When R.J.’s younger brother Alex died in January 2020, it was almost as if he had lost a piece of himself. The grief for his entire family was miles deep, but it was particularly tough for R.J. At times, his grief and trauma seemed to have no bottom. But he fought through it, and lately he was finding sparks of joy again. His high school friend from Flagstar was watching on the sidelines of Sunday’s epic football win. He later texted R.J.’s dad: “He seemed like a guy on the road back.” R.J. had struggled with alcohol addiction and liver disease. He tried hard to overcome both and return to strength and health – and joy - but his body failed him. His “road back” came to an unexpected end far too soon. We can only pray that he and Alex are together again, two beautiful, open-hearted boys stepping out to call the other guys together for a pickup game.

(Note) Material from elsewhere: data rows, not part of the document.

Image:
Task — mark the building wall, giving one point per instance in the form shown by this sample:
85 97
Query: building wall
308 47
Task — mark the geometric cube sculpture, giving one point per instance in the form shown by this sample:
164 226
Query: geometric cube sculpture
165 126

R.J. Is survived by his mom Amy, his dad Rome III, his dear sister-in-law Viveka, his beloved grandmother “Camom,” and a host of aunts, uncles, cousins and dear, dear friends.

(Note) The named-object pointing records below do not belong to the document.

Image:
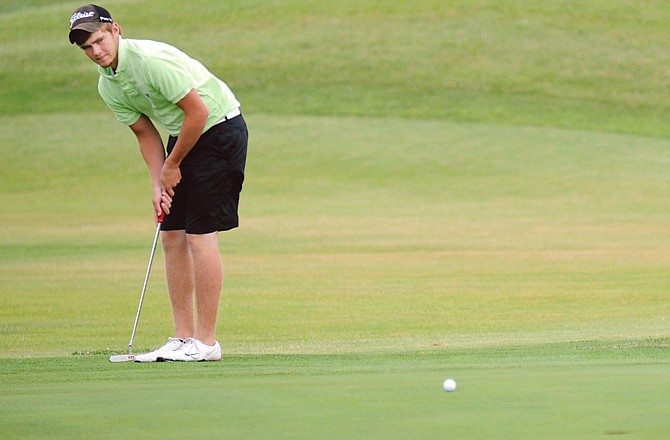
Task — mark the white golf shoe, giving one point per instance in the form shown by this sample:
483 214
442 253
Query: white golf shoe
193 350
172 345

In lieu of flowers, donations may be made in R.J.’s honor to:
DC Scores, a non-profit that promotes youth sports participation and character development in the Washington DC area.
The Akiba School in Nairobi, Kenya, where R.J. served one summer in high school.
You can also visit the following link to the condolence video from Akiba schools https://vimeo.com/541141701
A celebration of R.J.’s life is being planned, and details will be shared when they are firm.